Die polnischen Bischöfe und auch viele katholische polnische Parlamentsabgeordnete haben es sich so schön vorgestellt: IVF hätte unter Strafe gestellt werden sollen. Eine dahingehende Bürgerinitiative ist jetzt im Parlament gescheitert.
Das von einigen Bischöfen unterstützte Bürgerkomitee “Contra In Vitro” hatte beantragt, die In-vitro-Fertilisation, eine Methode der künstlichen Befruchtung, unter Strafe zu stellen. Jedem, der die Methode bei Frauen anwendet, hätten danach bis zu drei Jahren Freiheitsentzug gedroht. Ebenfalls unter Freiheitsstrafe hätten auch Experimente und Handel mit Embryonen gestanden.
Weil bei der künstlichen Befruchtung auch Embryonen getötet werden können, gehören die polnischen Bischöfe zu den eifrigsten Gegnern der IVF. Sie bezeichnen die In-vitro-Fertilisation als eine Art “Abtreibung”. Wohl auch wegen des Einflusses dieser Bischöfe konnten katholische Laienorganisationen über 160.000 Unterschriften sammeln. Notwendig für eine Bürgerinitiative sind in Polen 100.000 Stimmen.

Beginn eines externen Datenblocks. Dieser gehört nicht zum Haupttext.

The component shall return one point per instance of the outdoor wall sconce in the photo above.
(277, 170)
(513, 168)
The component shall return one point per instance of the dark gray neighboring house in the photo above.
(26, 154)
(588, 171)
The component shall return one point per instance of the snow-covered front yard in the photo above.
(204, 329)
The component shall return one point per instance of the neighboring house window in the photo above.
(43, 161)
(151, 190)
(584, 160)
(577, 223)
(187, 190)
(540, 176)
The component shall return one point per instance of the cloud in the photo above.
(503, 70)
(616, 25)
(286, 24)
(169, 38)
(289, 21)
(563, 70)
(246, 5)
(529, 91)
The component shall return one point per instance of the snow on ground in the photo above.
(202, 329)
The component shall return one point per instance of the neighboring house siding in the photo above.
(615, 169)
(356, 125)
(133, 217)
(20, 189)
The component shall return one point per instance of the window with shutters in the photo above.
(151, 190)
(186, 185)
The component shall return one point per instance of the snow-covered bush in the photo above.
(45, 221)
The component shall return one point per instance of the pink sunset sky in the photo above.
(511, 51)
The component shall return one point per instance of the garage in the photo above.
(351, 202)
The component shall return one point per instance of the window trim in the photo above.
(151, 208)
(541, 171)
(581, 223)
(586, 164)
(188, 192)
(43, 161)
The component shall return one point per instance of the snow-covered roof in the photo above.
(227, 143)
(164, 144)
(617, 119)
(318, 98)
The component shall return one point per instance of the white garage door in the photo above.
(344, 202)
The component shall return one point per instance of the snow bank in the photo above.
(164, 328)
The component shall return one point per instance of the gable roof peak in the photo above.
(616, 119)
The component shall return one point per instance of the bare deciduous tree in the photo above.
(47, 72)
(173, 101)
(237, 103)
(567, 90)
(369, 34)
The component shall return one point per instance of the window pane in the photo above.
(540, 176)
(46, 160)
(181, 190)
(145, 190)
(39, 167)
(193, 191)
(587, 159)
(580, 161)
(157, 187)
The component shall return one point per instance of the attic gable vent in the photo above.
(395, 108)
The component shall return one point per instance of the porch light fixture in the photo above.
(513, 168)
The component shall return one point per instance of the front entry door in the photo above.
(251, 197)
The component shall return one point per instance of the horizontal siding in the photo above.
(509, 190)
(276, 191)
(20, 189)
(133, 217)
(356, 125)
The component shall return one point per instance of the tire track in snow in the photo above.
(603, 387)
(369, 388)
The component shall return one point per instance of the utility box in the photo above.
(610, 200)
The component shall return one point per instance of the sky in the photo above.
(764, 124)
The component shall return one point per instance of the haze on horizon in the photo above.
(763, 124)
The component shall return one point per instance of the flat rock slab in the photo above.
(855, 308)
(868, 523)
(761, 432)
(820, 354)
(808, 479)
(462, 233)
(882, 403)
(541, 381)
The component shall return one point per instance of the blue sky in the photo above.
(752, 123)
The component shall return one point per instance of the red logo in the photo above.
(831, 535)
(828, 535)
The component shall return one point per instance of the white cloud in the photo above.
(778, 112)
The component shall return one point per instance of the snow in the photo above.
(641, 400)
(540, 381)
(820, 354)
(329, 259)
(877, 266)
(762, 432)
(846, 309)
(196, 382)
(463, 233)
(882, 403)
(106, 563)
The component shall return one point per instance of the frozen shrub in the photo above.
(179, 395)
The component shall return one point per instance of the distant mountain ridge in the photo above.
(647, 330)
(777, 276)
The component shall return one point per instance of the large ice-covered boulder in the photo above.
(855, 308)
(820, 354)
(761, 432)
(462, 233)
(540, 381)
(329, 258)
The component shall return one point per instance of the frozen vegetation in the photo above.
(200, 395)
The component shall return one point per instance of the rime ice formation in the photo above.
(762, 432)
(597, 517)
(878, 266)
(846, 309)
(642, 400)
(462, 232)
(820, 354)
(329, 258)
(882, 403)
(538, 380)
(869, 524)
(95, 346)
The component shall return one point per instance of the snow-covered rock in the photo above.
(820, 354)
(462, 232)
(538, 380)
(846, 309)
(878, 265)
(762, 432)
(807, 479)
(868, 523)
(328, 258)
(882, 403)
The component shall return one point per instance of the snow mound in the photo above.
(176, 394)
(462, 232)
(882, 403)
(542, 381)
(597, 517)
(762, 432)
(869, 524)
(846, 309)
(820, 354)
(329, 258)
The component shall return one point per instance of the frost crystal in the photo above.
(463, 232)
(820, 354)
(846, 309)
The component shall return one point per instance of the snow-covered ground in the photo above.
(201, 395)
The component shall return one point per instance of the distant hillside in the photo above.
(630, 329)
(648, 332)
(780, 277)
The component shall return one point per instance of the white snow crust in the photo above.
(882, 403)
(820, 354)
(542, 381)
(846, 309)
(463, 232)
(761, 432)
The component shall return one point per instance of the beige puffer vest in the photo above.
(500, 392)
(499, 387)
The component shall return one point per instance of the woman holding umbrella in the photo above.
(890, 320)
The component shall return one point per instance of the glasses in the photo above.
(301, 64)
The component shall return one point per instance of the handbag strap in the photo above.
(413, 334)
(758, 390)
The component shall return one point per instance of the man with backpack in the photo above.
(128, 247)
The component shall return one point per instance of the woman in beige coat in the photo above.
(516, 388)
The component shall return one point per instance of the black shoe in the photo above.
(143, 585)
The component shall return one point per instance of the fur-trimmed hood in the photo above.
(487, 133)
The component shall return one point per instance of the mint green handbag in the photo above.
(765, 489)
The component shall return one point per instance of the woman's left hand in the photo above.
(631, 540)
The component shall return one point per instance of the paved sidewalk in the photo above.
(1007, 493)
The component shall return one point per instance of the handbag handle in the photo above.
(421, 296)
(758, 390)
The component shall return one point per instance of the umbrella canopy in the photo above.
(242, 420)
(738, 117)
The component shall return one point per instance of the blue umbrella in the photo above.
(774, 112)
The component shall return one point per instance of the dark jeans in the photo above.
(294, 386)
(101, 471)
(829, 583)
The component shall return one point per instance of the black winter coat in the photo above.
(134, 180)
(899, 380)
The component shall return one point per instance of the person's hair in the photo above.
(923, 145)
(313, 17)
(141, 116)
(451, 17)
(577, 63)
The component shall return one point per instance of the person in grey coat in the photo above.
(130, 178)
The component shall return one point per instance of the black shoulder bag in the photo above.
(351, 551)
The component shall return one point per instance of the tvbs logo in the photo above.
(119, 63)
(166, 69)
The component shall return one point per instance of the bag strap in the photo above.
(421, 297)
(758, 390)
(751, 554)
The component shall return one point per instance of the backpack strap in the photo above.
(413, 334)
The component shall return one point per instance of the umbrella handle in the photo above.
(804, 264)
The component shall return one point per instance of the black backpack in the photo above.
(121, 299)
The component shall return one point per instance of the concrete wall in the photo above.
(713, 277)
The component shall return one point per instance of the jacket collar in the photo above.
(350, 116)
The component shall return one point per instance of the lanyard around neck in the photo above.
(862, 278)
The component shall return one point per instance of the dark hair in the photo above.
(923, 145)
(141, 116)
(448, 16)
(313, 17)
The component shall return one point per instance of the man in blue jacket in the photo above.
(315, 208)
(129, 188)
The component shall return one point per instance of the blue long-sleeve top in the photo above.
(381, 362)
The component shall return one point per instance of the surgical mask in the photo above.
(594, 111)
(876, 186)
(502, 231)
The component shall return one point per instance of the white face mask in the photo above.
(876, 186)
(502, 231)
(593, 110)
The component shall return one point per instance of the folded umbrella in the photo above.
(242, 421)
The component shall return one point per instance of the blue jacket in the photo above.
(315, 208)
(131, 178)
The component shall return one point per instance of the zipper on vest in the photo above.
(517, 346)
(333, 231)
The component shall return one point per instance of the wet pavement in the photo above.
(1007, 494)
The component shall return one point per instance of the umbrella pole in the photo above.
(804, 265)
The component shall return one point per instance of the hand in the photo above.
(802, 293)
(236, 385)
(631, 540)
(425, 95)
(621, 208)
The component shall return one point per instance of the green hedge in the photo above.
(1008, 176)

Laut einer Umfrage für die Tageszeitung “Gazeta Wyborzca” sind aber nur 18 Prozent der Polen gegen die die künstliche Befruchtung, 67 Prozent sind dafür. Dementsprechend entschied sich das Parlament auch mit 244 gegen immerhin 162 Stimmen gegen die Volksinitiative. 10 Parlamentarier enthielten sich der Stimme.
Im Oktober muss sich das polnische Parlament erneut mit der Thematik “künstliche Befruchtung” befassen und über gleich mehrere Gesetzesentwürfe entscheiden. Die rechtsliberale Regierungspartei “Bürgerplattform” beispielsweise will die künstliche Befruchtung nur noch Ehepaaren erlauben und das Einfrieren von befruchteten Eizellen verbieten, die konservative Oppositionspartei “Recht und Gerechtigkeit” will die IVF gleich komplett verbieten.
Der liberalste Gesetzesentwurf stammt von der “Stiftung für Frauen” die von Abgeordneten der Oppositionspartei “Bündnis der demokratischen Linken” unterstützt wird. Er sieht ausschließliche medizinische Einschränkungen vor. Bisher ist die künstliche Befruchtung in Polen uneingeschränkt erlaubt.
Was sagt ihr dazu? Haben die Bischöfe recht, die meinen, Paare die sich für eine IVF entscheiden, behandeln ein Kind “wie einen Gegenstand, den man kaufen kann”? Oder ist das doch eher eine Situation, in der sich auch die gläubigsten Katholiken lieber vom eigenen Gewissen leiten lassen sollen und dürfen, und nicht von Bischöfen?